The university is divided into three colleges: the College of Arts, Humanities, and Social Sciences; the College of Natural Resources and Sciences; and the College of Professional Studies. It offers 48 bachelor's degree programs, 12 master's degree programs, 61 minors, and 13 credential programs. Cal Poly Humboldt does not offer doctoral degrees.

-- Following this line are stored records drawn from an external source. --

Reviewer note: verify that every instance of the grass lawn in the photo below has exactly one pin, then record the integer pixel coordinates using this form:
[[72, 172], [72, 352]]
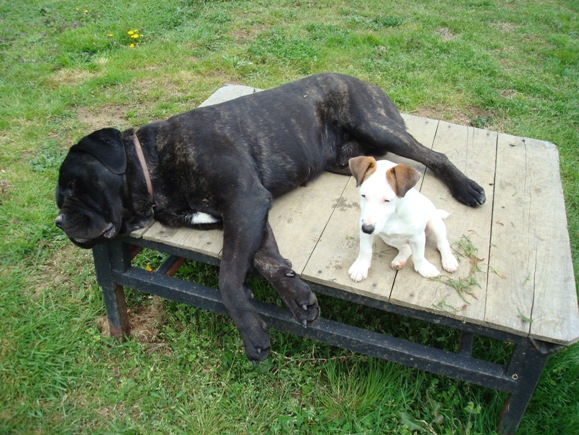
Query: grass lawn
[[69, 68]]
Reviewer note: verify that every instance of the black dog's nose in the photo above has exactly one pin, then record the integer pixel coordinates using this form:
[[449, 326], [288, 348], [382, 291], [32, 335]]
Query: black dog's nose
[[368, 229]]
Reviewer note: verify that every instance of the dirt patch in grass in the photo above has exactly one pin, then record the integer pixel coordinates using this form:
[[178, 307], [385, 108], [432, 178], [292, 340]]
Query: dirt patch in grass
[[101, 117], [61, 270], [145, 320]]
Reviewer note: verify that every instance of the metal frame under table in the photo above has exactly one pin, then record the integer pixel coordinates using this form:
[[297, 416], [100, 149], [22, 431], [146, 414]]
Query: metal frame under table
[[525, 291]]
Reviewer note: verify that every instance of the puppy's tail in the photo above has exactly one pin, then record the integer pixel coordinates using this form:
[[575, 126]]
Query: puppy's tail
[[443, 214]]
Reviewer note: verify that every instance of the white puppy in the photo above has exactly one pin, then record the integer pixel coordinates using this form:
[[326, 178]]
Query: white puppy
[[399, 214]]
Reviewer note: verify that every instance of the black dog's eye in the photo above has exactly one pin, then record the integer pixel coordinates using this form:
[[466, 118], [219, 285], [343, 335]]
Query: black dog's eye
[[69, 188]]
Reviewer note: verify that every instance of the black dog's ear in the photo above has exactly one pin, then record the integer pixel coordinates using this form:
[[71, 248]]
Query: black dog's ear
[[107, 146]]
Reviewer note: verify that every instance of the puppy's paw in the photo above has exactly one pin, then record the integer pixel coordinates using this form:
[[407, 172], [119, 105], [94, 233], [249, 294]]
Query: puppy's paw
[[397, 264], [358, 271], [450, 263], [427, 269]]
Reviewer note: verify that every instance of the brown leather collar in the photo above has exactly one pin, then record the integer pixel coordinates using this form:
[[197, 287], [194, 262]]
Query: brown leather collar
[[143, 163]]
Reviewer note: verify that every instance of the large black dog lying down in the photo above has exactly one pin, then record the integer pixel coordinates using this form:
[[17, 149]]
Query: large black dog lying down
[[222, 165]]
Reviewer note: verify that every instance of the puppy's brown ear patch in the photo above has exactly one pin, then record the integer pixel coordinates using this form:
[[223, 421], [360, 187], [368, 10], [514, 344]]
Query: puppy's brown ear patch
[[402, 178], [361, 168]]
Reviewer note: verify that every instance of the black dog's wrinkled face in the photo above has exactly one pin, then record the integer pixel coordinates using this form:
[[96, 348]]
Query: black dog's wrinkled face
[[88, 197], [90, 190]]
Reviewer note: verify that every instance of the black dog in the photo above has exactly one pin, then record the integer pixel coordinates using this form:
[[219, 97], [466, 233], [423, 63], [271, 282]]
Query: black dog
[[222, 165]]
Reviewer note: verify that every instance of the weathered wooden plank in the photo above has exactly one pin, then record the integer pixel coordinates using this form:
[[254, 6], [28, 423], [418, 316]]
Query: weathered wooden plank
[[338, 245], [456, 295], [534, 289], [529, 286], [299, 217], [228, 92]]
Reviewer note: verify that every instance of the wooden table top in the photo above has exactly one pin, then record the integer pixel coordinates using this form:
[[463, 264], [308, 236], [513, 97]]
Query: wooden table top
[[516, 271]]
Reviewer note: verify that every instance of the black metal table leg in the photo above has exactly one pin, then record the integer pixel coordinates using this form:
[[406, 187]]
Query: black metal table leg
[[526, 367], [114, 294]]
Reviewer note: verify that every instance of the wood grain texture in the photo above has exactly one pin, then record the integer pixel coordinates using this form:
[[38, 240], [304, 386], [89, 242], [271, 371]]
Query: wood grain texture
[[525, 280]]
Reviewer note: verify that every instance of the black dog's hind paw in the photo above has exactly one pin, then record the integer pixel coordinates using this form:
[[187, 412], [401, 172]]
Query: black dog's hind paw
[[468, 192]]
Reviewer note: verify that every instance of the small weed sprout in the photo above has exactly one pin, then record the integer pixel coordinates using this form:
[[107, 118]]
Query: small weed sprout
[[463, 286], [131, 39]]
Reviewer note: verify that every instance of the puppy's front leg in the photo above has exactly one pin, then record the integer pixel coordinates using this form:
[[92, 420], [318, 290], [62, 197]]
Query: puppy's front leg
[[359, 269], [421, 264]]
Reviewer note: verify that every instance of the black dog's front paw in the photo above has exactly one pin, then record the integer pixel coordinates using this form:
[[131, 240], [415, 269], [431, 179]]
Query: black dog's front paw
[[300, 300], [468, 192], [257, 343]]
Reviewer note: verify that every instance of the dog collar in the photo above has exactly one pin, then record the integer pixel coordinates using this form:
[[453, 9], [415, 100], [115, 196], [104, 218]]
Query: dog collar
[[143, 163]]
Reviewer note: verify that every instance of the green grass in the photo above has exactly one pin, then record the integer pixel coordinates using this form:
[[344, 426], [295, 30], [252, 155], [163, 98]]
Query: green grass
[[509, 65]]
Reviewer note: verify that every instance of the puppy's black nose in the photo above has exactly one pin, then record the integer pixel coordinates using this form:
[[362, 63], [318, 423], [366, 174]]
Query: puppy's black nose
[[368, 229]]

In addition to the main campus, Cal Poly Humboldt has multiple off-campus facilities and education-related properties, including an ocean-side marine biology research center, a wildlife care facility, a public natural history museum, a public art gallery, a bay-side aquatics facility, a mountain-top astronomy observatory, an ocean-going marine research and teaching vessel (Coral Sea), and a demonstration forest (Arcata Community Forest).

History 

Humboldt State Normal School was established as a teacher's college on June 16, 1913, by then-California Governor, Hiram Johnson. It was named after the famous German scientist Alexander von Humboldt. The cities of Arcata and Eureka (and to a lesser extent Fortuna) competed with one another to host the new campus. Arcata eventually won the university when William Preston, and the Union Water company, donated 55-acres. It opened on April 6, 1914, in the former Arcata Grammar School building with 78 students and 5 faculty. On May 26, 1915, the first commencement of the first graduating class occurred, a class of 15 women. The first graduate awarded their degree in 1915 was local historian Susie Baker Fountain, who went on to catalog much of Humboldt County history from 1850 to 1966. Baker was a columnist for the Blue Lake Advocate and her extraordinary, lifelong collection of newspaper clippings and images are available for viewing in HSU Special Collections.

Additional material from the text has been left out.